Borrowed from French salep, from Turkish salep, from Arabic سَحْلَب (saḥlab, “type of orchid”). According to the Oxford English Dictionary, the Arabic word is said to be a contraction of خُصَى الثَعْلَب (ḵuṣā ṯ-ṯaʿlab, “fox testicles”) (الثَعْلَب (aṯ-ṯaʿlab, “fox”) + خُصًى (ḵuṣan, “testicles”)), referring to the testicle-like root tubers.
- A starch or jelly made out of plants in the Orchidaceae family, such as the early-purple orchid (Orchis mascula).
1800, Erasmus Darwin, “Sect. XI. Of Draining and Watering Lands.”, in Phytologia: Or The Philosophy of Agricuture and Gardening. With the Theory of Draining Morasses and with an Improved Construction of the Drill Plough, Dublin: Printed for P. Byrne, 108, Grafton-Street, OCLC 941833168, section XI.2.4.5, page 245:
- Where finally the draining of marſhy grounds can not be effected at a reſponſible expence, ſome plants may perhaps be cultivated with profit to the cultivator; as in ſome ſituations the feſtica fluitans, floating feſcue, callitriche, ſtar-graſs; or in others the orchis for the purpoſe of making ſaloop by drying the peeled roots in an oven.
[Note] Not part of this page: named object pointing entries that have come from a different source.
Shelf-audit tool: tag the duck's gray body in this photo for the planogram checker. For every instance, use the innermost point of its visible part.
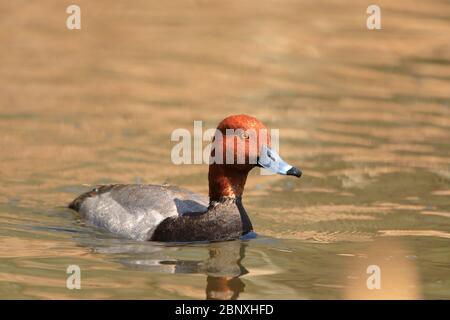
(134, 211)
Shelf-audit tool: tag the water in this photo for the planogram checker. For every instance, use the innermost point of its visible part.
(365, 114)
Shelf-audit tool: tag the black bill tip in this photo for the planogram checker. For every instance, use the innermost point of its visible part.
(294, 172)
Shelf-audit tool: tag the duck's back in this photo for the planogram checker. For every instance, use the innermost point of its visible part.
(134, 211)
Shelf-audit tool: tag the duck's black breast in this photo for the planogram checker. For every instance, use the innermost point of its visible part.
(225, 220)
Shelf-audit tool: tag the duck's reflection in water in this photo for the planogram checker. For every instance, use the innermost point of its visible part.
(223, 266)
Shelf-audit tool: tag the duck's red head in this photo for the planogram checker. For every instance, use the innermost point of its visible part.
(241, 143)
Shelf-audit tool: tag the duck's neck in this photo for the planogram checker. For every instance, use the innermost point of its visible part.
(225, 183)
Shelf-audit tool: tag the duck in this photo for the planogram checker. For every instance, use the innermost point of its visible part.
(165, 213)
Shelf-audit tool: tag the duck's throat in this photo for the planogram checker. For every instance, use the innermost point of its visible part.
(225, 182)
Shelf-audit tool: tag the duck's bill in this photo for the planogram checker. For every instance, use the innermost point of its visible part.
(271, 161)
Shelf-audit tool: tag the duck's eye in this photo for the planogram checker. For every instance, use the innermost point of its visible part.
(245, 135)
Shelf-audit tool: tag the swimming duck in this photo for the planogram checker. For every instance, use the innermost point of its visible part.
(171, 214)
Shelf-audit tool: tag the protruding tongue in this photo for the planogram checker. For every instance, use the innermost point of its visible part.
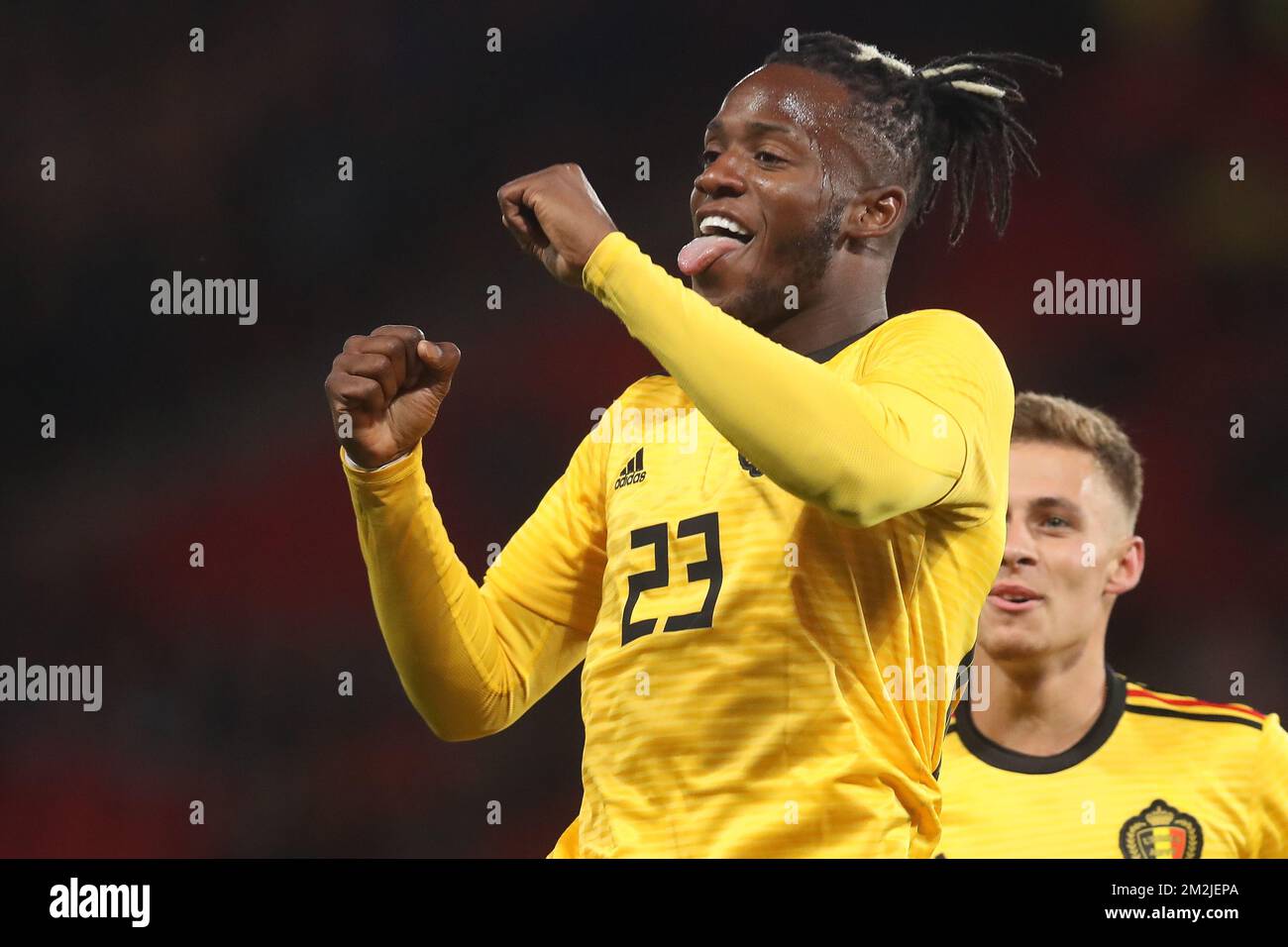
(698, 254)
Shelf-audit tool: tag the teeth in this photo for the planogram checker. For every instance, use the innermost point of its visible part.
(715, 222)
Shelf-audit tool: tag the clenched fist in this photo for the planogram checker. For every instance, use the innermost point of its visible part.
(385, 389)
(555, 215)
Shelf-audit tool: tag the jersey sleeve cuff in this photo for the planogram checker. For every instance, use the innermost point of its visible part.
(610, 252)
(389, 474)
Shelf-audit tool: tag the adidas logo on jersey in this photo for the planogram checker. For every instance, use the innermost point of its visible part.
(632, 472)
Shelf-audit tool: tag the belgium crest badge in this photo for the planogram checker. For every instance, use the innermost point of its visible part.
(1160, 831)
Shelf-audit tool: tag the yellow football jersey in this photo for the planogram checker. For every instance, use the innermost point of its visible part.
(1157, 776)
(737, 641)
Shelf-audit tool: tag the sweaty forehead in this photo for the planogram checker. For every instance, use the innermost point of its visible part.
(789, 94)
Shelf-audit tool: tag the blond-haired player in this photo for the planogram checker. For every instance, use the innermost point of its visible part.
(1061, 757)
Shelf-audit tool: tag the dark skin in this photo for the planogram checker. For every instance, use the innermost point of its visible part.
(776, 157)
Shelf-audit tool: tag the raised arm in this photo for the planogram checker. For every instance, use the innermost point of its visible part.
(472, 659)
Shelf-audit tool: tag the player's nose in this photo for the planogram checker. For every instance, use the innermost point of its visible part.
(1020, 549)
(721, 176)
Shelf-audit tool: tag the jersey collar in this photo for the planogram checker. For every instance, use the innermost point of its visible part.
(1000, 758)
(824, 354)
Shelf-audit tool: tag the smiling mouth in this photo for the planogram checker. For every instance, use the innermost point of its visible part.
(719, 237)
(1013, 603)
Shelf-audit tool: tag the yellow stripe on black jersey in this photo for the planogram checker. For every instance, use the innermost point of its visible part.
(1157, 776)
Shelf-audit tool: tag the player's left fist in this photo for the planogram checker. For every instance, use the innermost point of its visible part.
(555, 215)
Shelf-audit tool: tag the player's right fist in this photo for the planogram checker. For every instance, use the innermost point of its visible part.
(385, 389)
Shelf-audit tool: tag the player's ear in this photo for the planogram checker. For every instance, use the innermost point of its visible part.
(1128, 569)
(875, 213)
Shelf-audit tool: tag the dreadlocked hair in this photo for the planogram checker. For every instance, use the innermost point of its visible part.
(954, 106)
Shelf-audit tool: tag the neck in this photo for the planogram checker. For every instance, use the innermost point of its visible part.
(1043, 707)
(841, 305)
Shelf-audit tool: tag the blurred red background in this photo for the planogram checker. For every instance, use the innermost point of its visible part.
(220, 682)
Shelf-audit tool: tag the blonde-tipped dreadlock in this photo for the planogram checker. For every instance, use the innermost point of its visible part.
(956, 107)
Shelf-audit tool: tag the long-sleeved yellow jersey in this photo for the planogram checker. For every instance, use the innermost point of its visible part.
(771, 566)
(1157, 776)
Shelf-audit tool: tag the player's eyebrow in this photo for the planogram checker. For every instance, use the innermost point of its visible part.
(1046, 502)
(754, 127)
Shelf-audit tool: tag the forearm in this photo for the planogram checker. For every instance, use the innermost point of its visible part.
(862, 453)
(468, 661)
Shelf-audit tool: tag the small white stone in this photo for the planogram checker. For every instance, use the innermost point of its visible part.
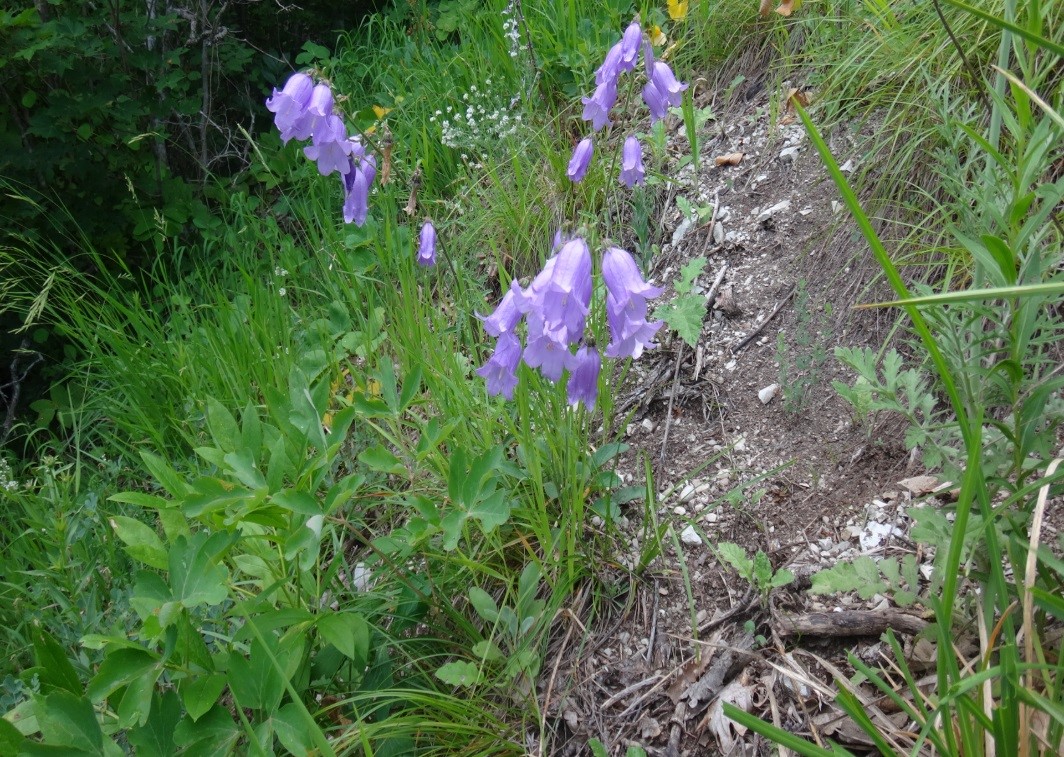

2014 April 5, “Quite interesting: A quietly intriguing column from the brains behind QI, the BBC quiz show. This week; QI orchids you not”, in The Daily Telegraph (Weekend), page W22:
- The tubers of one [orchid] species, Orchis mascula, produce a flour called salep, which was made into a drink known as "saloop" in 18th-century London, as an alternative to coffee (Charles Lamb thought it the ideal breakfast for chimney sweeps). Salep is a Turkish word with an even more precise derivation (it's from the Arabic for "fox's testicles"). Despite this, the Turks still use it to make a strange elastic ice cream, eaten with a knife and fork, which carries a pungent aftertaste compared by one commentator to the scent of "goats on a rainy day". Salep ice cream is so popular that O. mascula is now a protected species in Turkey.